While HRPT and Greenery Group shared two members of their boards of directors and had prior business dealings (which were substantially removed in time from the notes in question), neither those facts nor the record as a whole invalidates the investment purpose that Greenery Securities had for its acquisition of the commercial paper at issue. In Mezzanine Capital, we also rejected the proposition that a security company (or its parent) is precluded from negotiating with the issuer the terms of its investments. Mezzanine Capital Corp. v. Commissioner of Rev., 40 Mass.App.Ct. at 58-59, 661 N.E.2d 107.
Greenery Securities met its burden of proof with regard to these notes being securities and its holding them for investment purposes. There was no indication in the record that the taxpayer engaged in any activities other than buying, selling, and holding securities on its own behalf. See Chatham Corp. v. State Tax Commn., 362 Mass. at 219, 285 N.E.2d 420. We do not think the board erred in finding the taxpayer eligible for favorable tax treatment as a securities corporation for the tax years at issue, and in granting the abatements; its findings were based on substantial evidence, and its inferences therefrom and application of the law were sound.
Decision of the Appellate Tax Board affirmed.
1. In 1991, the commissioner issued a notice of intention to assess corporate excise taxes for the relevant years in the amounts of $387,853, $441,441, and $457,467, respectively. After attempts to negotiate the matter, the commissioner issued a notice of assessment in 1993, and the taxpayer promptly paid in full. The taxpayer then filed an application for an abatement, which was deemed denied by the commissioner six months later, no action having been taken. The taxpayer timely appealed from the denial of the application on October 3, 1994, and the board held the hearing on January 9, 1997. The board decided for the taxpayer on February 3, 1998. On January 26, 2001, the board released its findings of facts and report. A motion for reconsideration was denied; this appeal followed.

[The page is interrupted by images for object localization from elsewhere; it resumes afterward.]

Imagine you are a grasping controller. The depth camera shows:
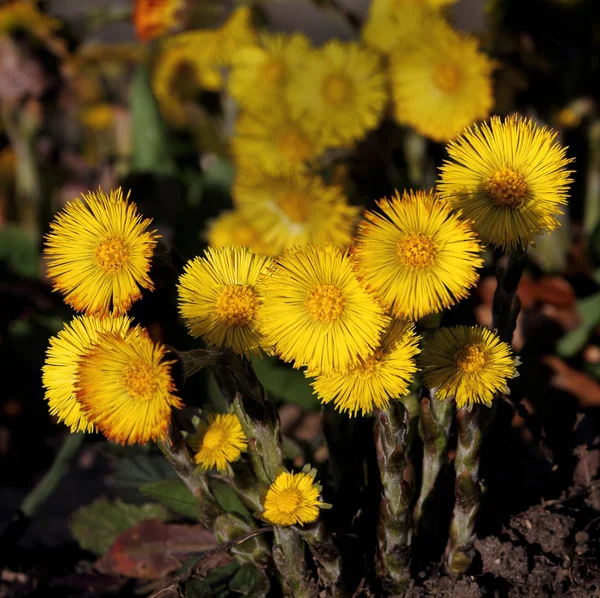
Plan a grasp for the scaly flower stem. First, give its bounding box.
[446,405,482,576]
[413,389,454,534]
[376,401,413,594]
[273,525,318,598]
[157,423,223,530]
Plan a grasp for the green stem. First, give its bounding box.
[21,433,83,517]
[376,401,413,593]
[157,423,223,530]
[446,405,482,576]
[413,390,454,534]
[273,525,318,598]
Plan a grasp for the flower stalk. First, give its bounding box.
[376,401,413,592]
[446,405,482,576]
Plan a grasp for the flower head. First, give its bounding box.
[231,106,324,175]
[44,189,159,316]
[75,327,182,444]
[286,40,387,145]
[133,0,185,41]
[177,247,271,356]
[263,470,322,525]
[42,316,131,432]
[233,171,358,255]
[261,245,388,375]
[194,413,248,471]
[228,33,310,114]
[353,191,483,319]
[390,19,494,141]
[438,115,572,249]
[312,320,419,416]
[420,326,517,407]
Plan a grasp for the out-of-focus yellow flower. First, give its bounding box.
[353,191,483,319]
[361,0,446,54]
[286,40,387,146]
[192,413,248,471]
[177,247,271,357]
[263,470,329,525]
[438,115,572,249]
[75,327,182,444]
[233,171,358,255]
[79,103,115,131]
[390,20,494,142]
[44,189,159,316]
[260,245,389,376]
[42,316,131,432]
[232,106,324,174]
[133,0,185,41]
[420,326,517,407]
[228,33,310,113]
[312,320,420,417]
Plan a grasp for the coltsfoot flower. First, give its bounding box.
[420,326,518,407]
[44,189,160,316]
[261,245,389,375]
[353,191,483,319]
[193,413,248,471]
[75,327,182,445]
[312,320,420,416]
[438,115,572,249]
[263,468,329,525]
[42,316,131,432]
[177,247,271,356]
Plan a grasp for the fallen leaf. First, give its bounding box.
[96,519,216,579]
[544,356,600,407]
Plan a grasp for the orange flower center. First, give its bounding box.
[215,284,258,326]
[122,359,158,401]
[94,237,129,274]
[306,284,346,322]
[397,233,438,270]
[275,488,302,515]
[202,425,227,451]
[454,345,486,374]
[321,75,353,105]
[433,64,463,93]
[485,166,527,208]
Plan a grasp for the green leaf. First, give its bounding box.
[0,224,40,278]
[210,479,252,521]
[252,357,319,411]
[140,478,200,519]
[69,497,169,554]
[229,563,270,598]
[557,292,600,357]
[129,64,175,175]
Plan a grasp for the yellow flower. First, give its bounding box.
[42,316,131,432]
[438,115,572,249]
[233,171,358,255]
[75,327,182,444]
[44,189,159,316]
[133,0,185,41]
[232,105,324,174]
[177,247,271,357]
[312,320,419,416]
[194,413,248,471]
[286,40,387,145]
[390,19,494,141]
[420,326,518,407]
[261,245,389,375]
[263,471,322,525]
[206,210,268,254]
[361,0,442,54]
[353,191,483,319]
[228,33,310,114]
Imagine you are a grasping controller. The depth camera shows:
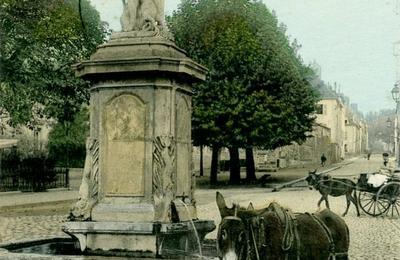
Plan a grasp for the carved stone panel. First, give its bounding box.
[103,94,146,196]
[176,94,191,196]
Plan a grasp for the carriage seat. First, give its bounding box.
[367,173,389,188]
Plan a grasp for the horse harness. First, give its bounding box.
[241,204,347,260]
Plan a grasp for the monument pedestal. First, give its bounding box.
[63,32,215,256]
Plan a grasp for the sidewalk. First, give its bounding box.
[196,157,360,189]
[0,189,78,214]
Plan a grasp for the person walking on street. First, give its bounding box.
[321,153,326,167]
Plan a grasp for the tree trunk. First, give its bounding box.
[210,145,219,185]
[229,147,240,184]
[246,147,257,181]
[200,145,204,176]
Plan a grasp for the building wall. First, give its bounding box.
[316,98,346,158]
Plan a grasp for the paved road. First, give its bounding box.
[0,153,400,260]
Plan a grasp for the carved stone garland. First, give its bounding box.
[68,138,99,221]
[153,136,176,222]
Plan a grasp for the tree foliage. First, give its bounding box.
[169,0,316,148]
[48,107,89,167]
[168,0,317,183]
[0,0,108,125]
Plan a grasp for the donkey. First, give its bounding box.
[306,170,360,217]
[217,192,350,260]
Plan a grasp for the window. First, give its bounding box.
[316,104,324,115]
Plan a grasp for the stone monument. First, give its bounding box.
[63,0,215,257]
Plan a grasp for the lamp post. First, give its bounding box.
[391,82,400,167]
[386,117,392,153]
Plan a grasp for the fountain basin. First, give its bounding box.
[63,220,215,258]
[0,237,217,260]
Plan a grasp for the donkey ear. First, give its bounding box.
[247,202,254,210]
[216,191,226,214]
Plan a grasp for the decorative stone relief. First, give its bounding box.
[176,93,192,198]
[69,137,99,221]
[102,94,146,196]
[121,0,164,32]
[153,136,176,222]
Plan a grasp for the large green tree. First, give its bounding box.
[169,0,316,183]
[0,0,108,125]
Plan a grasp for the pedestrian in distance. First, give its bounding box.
[321,153,326,167]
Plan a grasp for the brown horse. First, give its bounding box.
[306,171,360,217]
[217,192,349,260]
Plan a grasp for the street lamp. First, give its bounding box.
[386,117,392,153]
[391,81,400,167]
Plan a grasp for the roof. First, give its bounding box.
[0,139,18,149]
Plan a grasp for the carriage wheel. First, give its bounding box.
[377,182,400,218]
[358,191,390,217]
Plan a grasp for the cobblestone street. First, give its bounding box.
[0,156,400,260]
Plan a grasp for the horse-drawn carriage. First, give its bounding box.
[305,170,400,218]
[357,173,400,217]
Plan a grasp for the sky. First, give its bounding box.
[91,0,400,113]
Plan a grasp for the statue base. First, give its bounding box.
[62,220,215,258]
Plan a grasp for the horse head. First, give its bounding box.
[217,216,248,260]
[216,192,254,260]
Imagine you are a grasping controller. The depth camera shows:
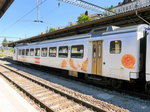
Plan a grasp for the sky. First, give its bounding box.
[0,0,123,43]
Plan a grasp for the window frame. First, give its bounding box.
[34,48,41,57]
[48,47,57,57]
[30,48,35,56]
[25,49,30,56]
[22,49,26,56]
[109,40,122,54]
[58,46,69,58]
[70,44,84,59]
[41,47,48,57]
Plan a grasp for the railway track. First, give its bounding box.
[1,58,150,100]
[0,64,128,112]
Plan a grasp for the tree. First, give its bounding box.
[49,28,56,32]
[77,14,94,23]
[2,38,8,47]
[103,5,115,16]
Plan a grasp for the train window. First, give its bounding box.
[71,45,84,58]
[35,48,40,56]
[26,49,29,56]
[30,49,34,56]
[49,47,57,57]
[41,48,47,57]
[19,49,22,55]
[22,49,25,55]
[59,46,68,58]
[110,40,122,54]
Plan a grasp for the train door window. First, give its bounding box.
[35,48,40,56]
[49,47,57,57]
[110,40,122,54]
[30,49,34,56]
[41,48,47,57]
[22,49,25,55]
[71,45,84,58]
[59,46,68,58]
[26,49,29,56]
[19,49,22,55]
[93,44,96,58]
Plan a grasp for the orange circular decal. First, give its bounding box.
[121,54,135,69]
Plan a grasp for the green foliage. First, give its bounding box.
[77,14,94,23]
[2,38,8,47]
[104,5,115,16]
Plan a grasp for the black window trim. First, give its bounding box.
[25,48,30,56]
[70,44,84,59]
[58,46,69,58]
[29,48,35,56]
[109,40,122,54]
[34,48,41,57]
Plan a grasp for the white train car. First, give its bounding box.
[145,28,150,94]
[14,24,150,92]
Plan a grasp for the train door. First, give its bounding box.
[92,40,103,75]
[15,48,19,60]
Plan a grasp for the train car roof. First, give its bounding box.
[0,0,14,18]
[16,24,149,47]
[8,5,150,47]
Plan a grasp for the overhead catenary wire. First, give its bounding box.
[0,0,47,33]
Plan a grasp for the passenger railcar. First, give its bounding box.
[13,24,150,93]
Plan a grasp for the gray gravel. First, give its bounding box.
[8,63,150,112]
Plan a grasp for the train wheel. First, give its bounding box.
[145,82,150,95]
[111,79,122,89]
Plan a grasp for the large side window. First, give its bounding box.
[26,49,29,56]
[35,48,40,56]
[49,47,57,57]
[41,48,47,57]
[22,49,25,55]
[19,49,22,55]
[110,40,122,54]
[59,46,68,58]
[71,45,84,58]
[30,49,34,56]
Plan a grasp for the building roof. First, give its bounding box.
[0,0,14,18]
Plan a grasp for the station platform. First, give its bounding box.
[0,77,38,112]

2. The amounts and execution dates of the three notes were: $14.5 million in December, 1987; $5 million in March, 1989; and $20 million in September, 1989. Only the smallest note matured on demand and was unsecured; the others were secured by assignment of HRPT's mortgage loan receivables.There was evidence to support the board's finding that these notes were paid for and held by Greenery Securities, even though Greenery Group may have been involved in the negotiations resulting in the initial acquisition of the notes. It is undisputed that the funds to purchase the notes came from Greenery Securities, that Greenery Securities held the notes, and that interest and principal were paid to Greenery Securities.
3. We use the phrase “securities corporation” interchangeably with “security corporation,” the statutory term.